Am Stand des Direktvermarkterverbandes ließ der Schönberger Geflügelhof Weber von seinen Spezialitäten kosten.

Hier ein Häppchen, da ein Schlückchen – Thomas Schmidt wusste, was auf ihn zukommt. „Mit der Diät fange ich erst morgen an“, scherzte der Agrarminister, bevor er am Montag beim traditionellen Ländertag auf der Internationalen Grünen Woche (IGW) zum Rundgang durch die Sachsenhalle aufbrach.

 

Insgesamt 34 Aussteller aus dem Freistaat – Unternehmen der Ernährungswirtschaft und Verbände – sowie weitere Partner präsentierten sich dort dem Messepublikum, unter ihnen auch einige kleinere Produzenten aus der Landwirtschaft. Etwa der Schönberger Geflügelhof Weber, der sich am Stand des Verbandes Direktvermarktung in Sachsen mit seinen Produkten präsentierte.
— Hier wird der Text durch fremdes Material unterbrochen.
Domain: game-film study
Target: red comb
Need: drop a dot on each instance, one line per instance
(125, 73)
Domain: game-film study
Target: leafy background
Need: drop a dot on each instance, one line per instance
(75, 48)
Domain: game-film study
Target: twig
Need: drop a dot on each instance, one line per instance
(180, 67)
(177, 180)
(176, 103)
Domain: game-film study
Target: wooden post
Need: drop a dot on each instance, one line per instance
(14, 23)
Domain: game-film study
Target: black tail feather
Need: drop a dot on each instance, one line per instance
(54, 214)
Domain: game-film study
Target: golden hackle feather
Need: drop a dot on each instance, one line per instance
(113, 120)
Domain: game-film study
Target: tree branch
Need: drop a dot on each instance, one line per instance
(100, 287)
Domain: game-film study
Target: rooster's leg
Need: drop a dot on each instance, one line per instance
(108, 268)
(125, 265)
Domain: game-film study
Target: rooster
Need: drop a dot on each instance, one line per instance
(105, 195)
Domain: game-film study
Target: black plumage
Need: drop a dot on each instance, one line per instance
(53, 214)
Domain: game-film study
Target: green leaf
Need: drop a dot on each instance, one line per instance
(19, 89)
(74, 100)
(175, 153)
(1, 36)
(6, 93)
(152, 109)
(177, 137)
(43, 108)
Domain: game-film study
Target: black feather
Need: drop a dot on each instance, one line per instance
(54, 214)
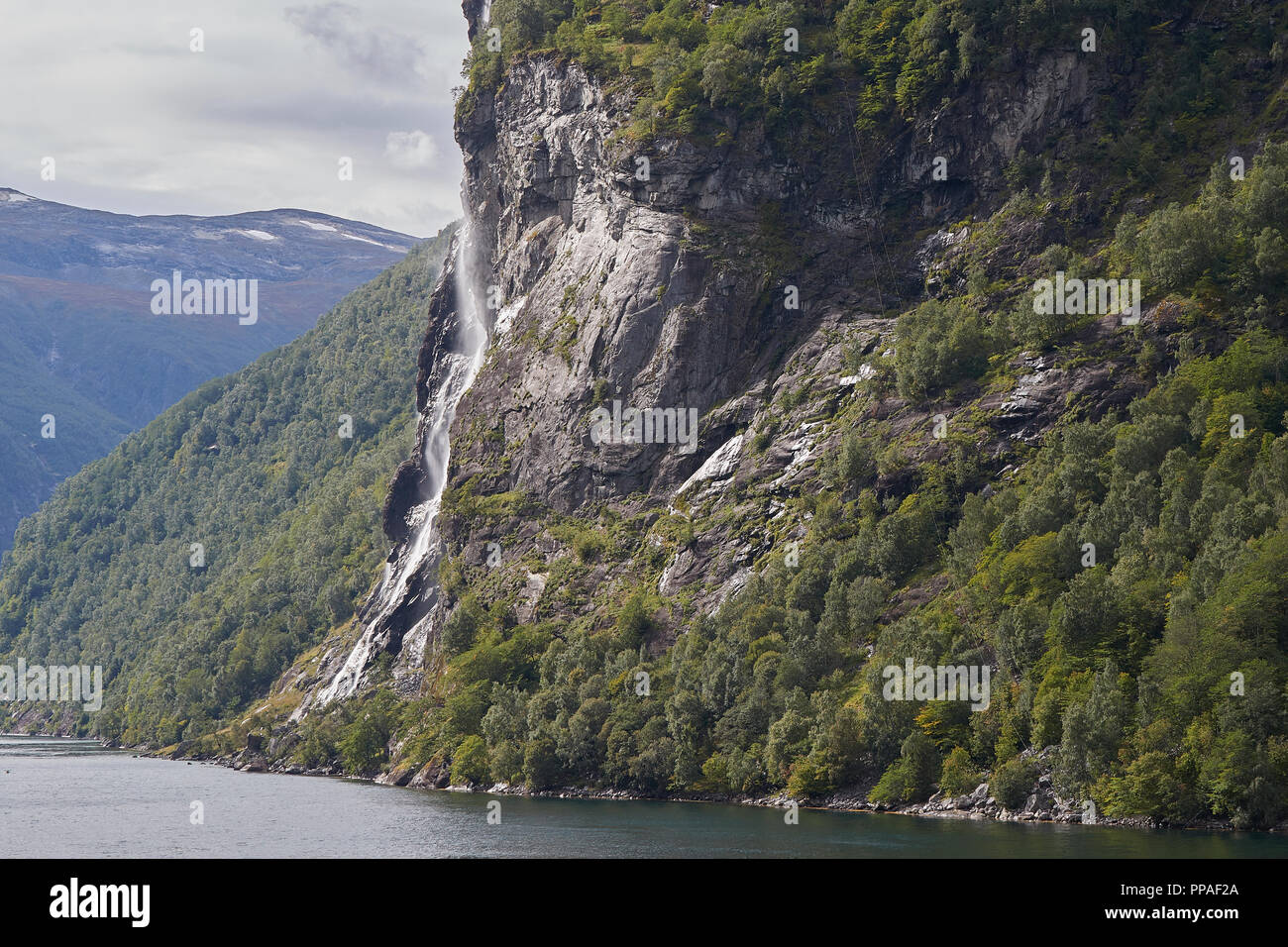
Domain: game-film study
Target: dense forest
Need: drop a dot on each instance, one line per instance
(1124, 574)
(1159, 672)
(209, 549)
(1155, 665)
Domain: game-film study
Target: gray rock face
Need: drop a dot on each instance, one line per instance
(627, 272)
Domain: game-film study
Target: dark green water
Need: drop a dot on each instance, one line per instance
(72, 799)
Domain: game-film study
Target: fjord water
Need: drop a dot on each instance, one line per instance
(73, 799)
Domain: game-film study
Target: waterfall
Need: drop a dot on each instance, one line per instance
(456, 372)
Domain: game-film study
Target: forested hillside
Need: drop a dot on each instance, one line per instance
(932, 470)
(824, 227)
(213, 547)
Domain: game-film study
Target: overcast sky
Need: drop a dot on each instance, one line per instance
(140, 124)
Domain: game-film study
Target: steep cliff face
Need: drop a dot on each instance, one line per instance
(900, 458)
(657, 274)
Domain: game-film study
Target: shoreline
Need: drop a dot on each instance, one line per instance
(978, 805)
(938, 806)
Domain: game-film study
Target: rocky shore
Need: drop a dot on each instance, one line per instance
(1043, 804)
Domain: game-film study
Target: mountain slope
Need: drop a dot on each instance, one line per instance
(252, 467)
(78, 331)
(911, 467)
(833, 256)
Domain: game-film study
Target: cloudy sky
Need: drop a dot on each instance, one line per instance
(137, 123)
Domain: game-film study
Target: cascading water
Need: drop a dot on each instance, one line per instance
(456, 373)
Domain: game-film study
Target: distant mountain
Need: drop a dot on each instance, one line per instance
(80, 342)
(282, 496)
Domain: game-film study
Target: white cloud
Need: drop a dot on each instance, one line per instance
(141, 125)
(410, 149)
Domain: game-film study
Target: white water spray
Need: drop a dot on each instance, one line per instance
(456, 372)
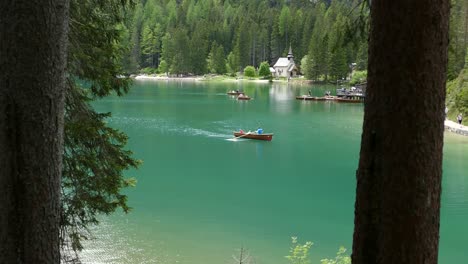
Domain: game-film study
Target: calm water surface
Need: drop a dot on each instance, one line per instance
(201, 195)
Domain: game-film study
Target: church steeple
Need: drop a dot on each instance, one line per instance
(290, 56)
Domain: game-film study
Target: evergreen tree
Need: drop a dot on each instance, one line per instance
(264, 69)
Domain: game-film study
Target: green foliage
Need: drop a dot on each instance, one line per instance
(341, 258)
(93, 162)
(458, 38)
(457, 94)
(94, 156)
(232, 63)
(250, 32)
(249, 71)
(299, 253)
(216, 61)
(305, 67)
(163, 67)
(264, 70)
(358, 77)
(94, 50)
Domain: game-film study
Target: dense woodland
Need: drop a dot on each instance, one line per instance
(110, 38)
(225, 36)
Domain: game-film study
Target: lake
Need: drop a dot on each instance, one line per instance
(201, 195)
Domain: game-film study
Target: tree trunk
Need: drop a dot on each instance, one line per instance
(397, 209)
(32, 65)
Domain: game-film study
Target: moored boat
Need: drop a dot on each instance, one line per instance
(315, 98)
(306, 97)
(243, 97)
(349, 100)
(254, 135)
(234, 92)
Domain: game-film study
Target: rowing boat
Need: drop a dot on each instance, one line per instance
(315, 98)
(243, 97)
(347, 100)
(254, 135)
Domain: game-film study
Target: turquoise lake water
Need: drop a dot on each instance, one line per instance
(202, 195)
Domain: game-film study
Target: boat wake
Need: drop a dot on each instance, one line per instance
(165, 126)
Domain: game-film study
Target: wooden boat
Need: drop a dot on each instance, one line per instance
(254, 135)
(349, 100)
(243, 97)
(306, 97)
(234, 92)
(315, 98)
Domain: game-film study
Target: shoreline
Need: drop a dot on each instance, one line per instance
(449, 125)
(217, 78)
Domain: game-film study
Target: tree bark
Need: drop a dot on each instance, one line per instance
(397, 208)
(32, 66)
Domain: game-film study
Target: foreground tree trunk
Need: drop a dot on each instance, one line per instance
(399, 176)
(32, 66)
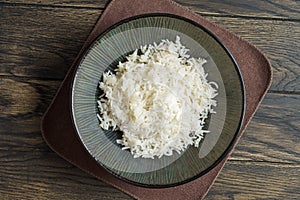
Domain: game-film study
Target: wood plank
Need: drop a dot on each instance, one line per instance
(268, 137)
(287, 9)
(25, 53)
(25, 174)
(273, 134)
(278, 40)
(256, 181)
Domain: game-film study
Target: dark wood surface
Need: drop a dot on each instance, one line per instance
(39, 39)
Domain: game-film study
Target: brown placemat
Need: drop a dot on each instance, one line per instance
(60, 135)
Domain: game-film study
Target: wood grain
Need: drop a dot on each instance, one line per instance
(39, 40)
(26, 174)
(256, 181)
(23, 102)
(287, 9)
(28, 55)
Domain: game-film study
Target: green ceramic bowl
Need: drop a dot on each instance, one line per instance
(111, 47)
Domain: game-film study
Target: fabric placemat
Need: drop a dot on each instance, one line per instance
(58, 130)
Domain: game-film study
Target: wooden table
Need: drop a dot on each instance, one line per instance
(39, 39)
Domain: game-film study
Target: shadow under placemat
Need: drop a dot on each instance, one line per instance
(58, 129)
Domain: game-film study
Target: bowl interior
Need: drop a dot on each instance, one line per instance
(113, 46)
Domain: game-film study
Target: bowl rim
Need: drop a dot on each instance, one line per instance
(168, 15)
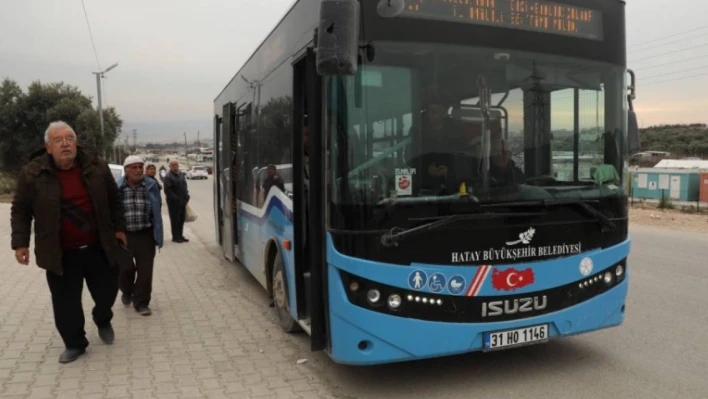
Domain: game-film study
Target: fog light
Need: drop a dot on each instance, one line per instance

Mit Spezialitäten wie geräucherter Gänsebrust – „etwas richtig Delikates“, wie Christian Weber betont – hoffe man auch, unter dem Messepublikum neue Bestellkunden für die Onlinevermarktung zu gewinnen. „Man trifft hier viele Leute, auch aus der eigenen Region, und lernt sich zu präsentieren“, nannte der Juniorchef des Unternehmens, der zugleich Vorsitzender des Verbandes ist, weitere Beweggründe, auf der IGW Flagge zu zeigen. Über Mangel an Interesse konnte er nicht klagen. Viele Messebesucher kämen gezielt an den Stand, um sich über die Art und Weise der Erzeugung zu informieren.

 

Mit Käsespezialitäten aus eigener Erzeugung unterstützte die Krabat-Milchwelt aus Wittichenau nicht nur die Oberlausitz als diesjährige Partnerregion des sächsischen Messeauftritts, sondern vertrat am Ländertag zugleich auch jene Erzeuger, die sich in der Initiative „Die Lausitz schmeckt“ zusammengeschlossen haben. Zwar setze man bei der Direktvermarktung eher auf Kundschaft in der eigenen Region, sagt Geschäftsführer Tobias Kockert. Doch es sei ihm wichtig, die Oberlausitz zu präsentieren und anhand kulinarischer Genüsse zu zeigen, dass die Gegend einiges zu bieten hat. Nicht zuletzt gehe es für ihn auch um die Außenwirkung des Berufsstandes: „Als Landwirt leiste ich hier Öffentlichkeitsarbeit.“

 

Den sächsischen Auftritt in Berlin prägten jedoch neben einigen kleineren Ausstellern und den Tourismusverbänden vor allem die größeren Unternehmen der Ernährungswirtschaft. Die Branche hat Angaben des Agrarministeriums zufolge in den vergangenen Jahren eine erfolgreiche Entwicklung hinter sich gebracht und zählt zu den wichtigsten Wirtschaftszweigen im Freistaat. Gezählt werden aktuell 366 Unternehmen mit 19 900 Beschäftigten, die 2014 einen Umsatz von 6,5 Mrd. Euro erwirtschafteten, etwa die Hälfte davon in der Milchverarbeitung. Hinzu kommen mehr als

 

1.800 handwerkliche Bäckereien und Fleischereien, die als Handwerksbetriebe mit weniger als 20 Beschäftigten nicht in der Statistik erfasst sind.